Newsgroups: sci.crypt
From: (Colin Plumb)

Subject: Re: IBM-PC random generator, source included
Message-ID: <>
Organization: University of Toronto
References: <> <>
+           <> <1992Jun25.071702.
+ >
Date: 26 Jun 92 11:51:17 GMT
Lines: 62

In article <> (Terry Ritter) w rites:
> It should be obvious that if we have a well-designed 32-bit
> RNG and use it to produce "a few hundred thousand" consecutive
> 32-bit internal state results, there will be no duplicates at
> all.  A normal statistical RNG steps through (almost) its entire
> state without repetition.  But we may not agree that we have
> direct access to the entire state in Nico's design.

Unfortunately, it's false.  You can expect a collision at around
the 64K mark.  Here's the proof: given n random numbers x_1..x_n
in some range 0..N-1, there are no duplicates if and only if each 
of the n(n+1)/2 pairs is distinct.  Thus, it is equivalent to generating
n(n+1) random numbers and checking that each even-odd pair is distinct.
If n = 2^16, n(n+1) is just over 2^32, and if N is 2^32, the expected
number of duplicates is just over 1.

You can turn it around and say that if you want any duplicates, the
number of samples you need is proportional to the square root of the
number of possible values.  This is called the "birthday attack" on
authentication schemes.  Let's say that we are doing a secure coin-toss
protocol.  I pick heads or tails, add a lot of random junk to that
1 bit, push it through a one-way function, and send the result to
you.  You then, say, send me a guess as to which way the toss went, and
I reveal the result, by revealing the input to the function.

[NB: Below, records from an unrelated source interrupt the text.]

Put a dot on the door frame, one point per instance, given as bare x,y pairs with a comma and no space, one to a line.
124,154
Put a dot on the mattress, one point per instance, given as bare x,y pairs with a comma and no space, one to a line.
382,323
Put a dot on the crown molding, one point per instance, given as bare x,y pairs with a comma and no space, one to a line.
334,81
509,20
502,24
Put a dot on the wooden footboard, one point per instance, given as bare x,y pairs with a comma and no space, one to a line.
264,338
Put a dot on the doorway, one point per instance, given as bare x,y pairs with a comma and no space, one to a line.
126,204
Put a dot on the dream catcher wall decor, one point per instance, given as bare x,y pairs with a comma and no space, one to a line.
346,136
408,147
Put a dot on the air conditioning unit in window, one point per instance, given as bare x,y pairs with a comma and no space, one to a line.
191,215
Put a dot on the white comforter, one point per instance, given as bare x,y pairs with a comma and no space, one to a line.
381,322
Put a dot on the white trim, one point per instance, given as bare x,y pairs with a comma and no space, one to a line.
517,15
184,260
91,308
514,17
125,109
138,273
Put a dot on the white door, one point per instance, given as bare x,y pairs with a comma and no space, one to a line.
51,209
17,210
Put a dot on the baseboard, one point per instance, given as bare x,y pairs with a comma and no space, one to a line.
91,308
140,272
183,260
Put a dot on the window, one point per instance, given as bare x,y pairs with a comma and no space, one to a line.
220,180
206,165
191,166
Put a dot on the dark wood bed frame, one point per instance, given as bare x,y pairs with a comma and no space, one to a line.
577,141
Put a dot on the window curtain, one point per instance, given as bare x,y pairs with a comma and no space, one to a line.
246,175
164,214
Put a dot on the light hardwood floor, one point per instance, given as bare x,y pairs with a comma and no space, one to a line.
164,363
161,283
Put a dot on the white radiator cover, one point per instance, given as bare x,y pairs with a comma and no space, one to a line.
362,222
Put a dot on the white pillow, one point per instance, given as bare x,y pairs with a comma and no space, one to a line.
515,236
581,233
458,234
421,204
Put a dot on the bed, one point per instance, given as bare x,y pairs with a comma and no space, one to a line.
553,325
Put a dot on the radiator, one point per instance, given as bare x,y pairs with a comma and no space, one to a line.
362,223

If the function is one-to-one, then it's theoretically possible for you
to figure out what the value I sent you was, and make that guess,
defeating the protocol.  If it's many-to-one, then you can't figure it
out, bu it's theoretically possible that I know two inputs, one heads
and one tails, which give the same output, so I can lie to you,
defeating the protocol.  There is no perfectly secure solution, but let
us assume we are using the second one.

Now, if I send b bits of signature to you, you think it would take
me on the order of 2^b work to find a heads input that will produce
the same output as a tails input.  If you have a fixed tals input,
that is true, but if you're allowed to generate lots of heads inputs
and lots of tail inputs and use any match, it takes 2^(b/2+1) work,
on average, to generate 2^(b/2) of each type of input and search for
a match among the outputs.

This is known as the "birthday attack" on authentication protocols and
it is why 64 bits is an absolute minimum size on authenticators where
being able to send almost any false message would be bad.
(If you're in a bank network, you need a message that includes an
account number you control, so finding any message won't do.)

> Let's do this, and compare the results.  Now, from "a few hundred
> thousand samples," can we distinguish between, say, 16, 24, 32
> or 40 bits (or more) of internal state in different RNG's?

Let's say 2^18 samples.  If the generator has fewer than 36 bits
of internal state, we can expect a few collisions, assuming infinitely
large output values.  (I.e. no collisions due to the limited range of the
outputs.)  The assertion was that the RNG given has significantly
less than 32 bits of internal state.  If so, we'd expect, from
2^18 samples, 2^4 = 16 collisions due to the 32-bit size of the output
and approximately 2^(36-n) collisions due to there only being n bits
of internal state.  If there are, say, 28 bits of internal state,
we expect 256.  The difference between 16 and 256 is quite detectable.